Love as though you’ve never been hurt. For the first time in my life, I’m loving as though I’ve never been hurt. For twenty-five years, I loved with the memory of pain. I know what that feels like. Now I’m loving somebody who isn’t with me, says she doesn’t want me, and has hurt me worse than anybody ever has. And I still love her. I’ve thrown my heart on the table for her, more than once. I’ve written about her here, on numerous occasions. I share whatever is in my heart with anybody who reads my blog. I do it because it’s how I feel. I do it because it’s my truth. I do it because, regardless of how she feels about me, I love her. That’s loving like I’ve never been hurt.
The last phrase on the mug, Live as though heaven is on earth, is the perpetually tricky one. But three out of four isn’t bad.
When my mind gets in the way, when it tries to lead when it should follow, I can’t do any of what it says on the mug. I can’t dance, or sing, or love, or live, the way I want to. The way I need to.
Obviously, I need my mind to write. But my mind takes direction from my heart. I write from my heart. My head simply assists. My mind and my body are tools that my heart and soul use to express themselves. This is the type of integration and communication I alluded to earlier. The type where my whole self participates in the creation of my life. This is one reason writing is so special to me.
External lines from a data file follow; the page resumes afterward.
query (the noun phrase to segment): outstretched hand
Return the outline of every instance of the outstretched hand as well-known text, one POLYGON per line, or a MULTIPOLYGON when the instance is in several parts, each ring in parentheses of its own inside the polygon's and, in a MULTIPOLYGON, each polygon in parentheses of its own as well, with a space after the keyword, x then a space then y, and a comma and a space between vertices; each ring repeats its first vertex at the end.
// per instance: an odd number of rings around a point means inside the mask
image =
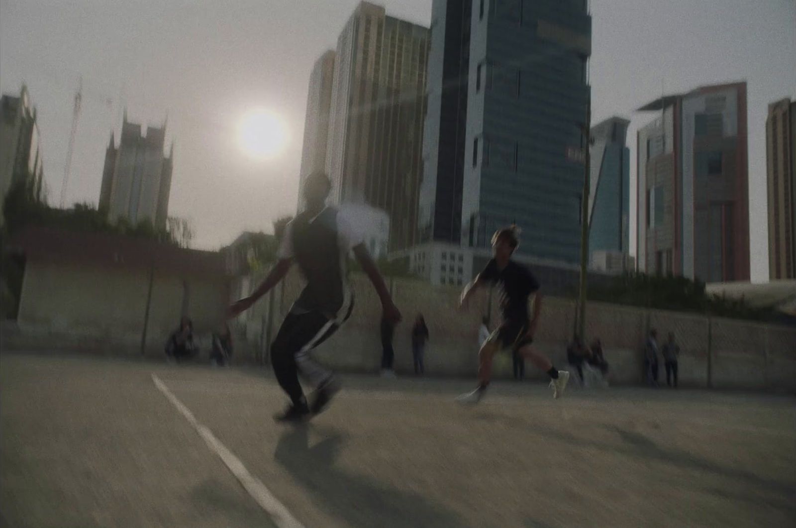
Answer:
POLYGON ((252 307, 252 304, 254 304, 254 299, 251 297, 244 297, 243 299, 232 303, 232 304, 227 308, 227 319, 231 319, 244 311, 246 311, 252 307))

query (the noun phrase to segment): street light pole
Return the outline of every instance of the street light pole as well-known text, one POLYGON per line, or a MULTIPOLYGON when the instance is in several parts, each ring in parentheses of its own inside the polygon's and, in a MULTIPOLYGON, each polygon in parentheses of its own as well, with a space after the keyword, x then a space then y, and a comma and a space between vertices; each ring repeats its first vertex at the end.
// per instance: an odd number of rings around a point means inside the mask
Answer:
POLYGON ((591 174, 591 87, 589 87, 588 99, 586 103, 586 123, 582 133, 585 143, 583 147, 583 192, 580 210, 580 287, 578 295, 578 335, 586 339, 586 279, 589 254, 589 187, 591 174))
When my mind was causing me pain and turmoil, I followed my heart into this bookstore. I followed my heart to write this piece. I have followed my heart on this journey that began when it got broken. Shattered beyond my recognition. And following my broken heart, that from all “reasonable” accounts wasn’t working very well, has allowed me to create this blog and finally share all of myself. Following my broken heart has allowed me to get in touch with a life time of pain, and allowed me to finally start to release it. Following my broken heart has opened up my life in ways that my mind never could. Following my broken heart has allowed me to know, on a level previously foreign to me, that self love is the key to my being. Following my broken heart has, ironically, allowed me to love like I’ve never been hurt.
My heart continues to lead me. For sure, that is a road less traveled. Especially for a man. But that is my path. Looking back, though, I’m not surprised. Because on virtually every level, at virtually every turn, I’ve taken a path less worn. Listened to a different drummer. However you want to put it.
Sometimes, it takes painful, frustrating situations like these to remind me to follow my heart and not my head. Someday, I hope to know that so deep within me that I don’t have to go to that dreadfully painful place in order to get back to where I need to be. When that happens, I will be living as though heaven is here on earth. And then I will truly be free...
©2008 Clint Piatelli. All Rights (and a head full of Wrongs) Reserved.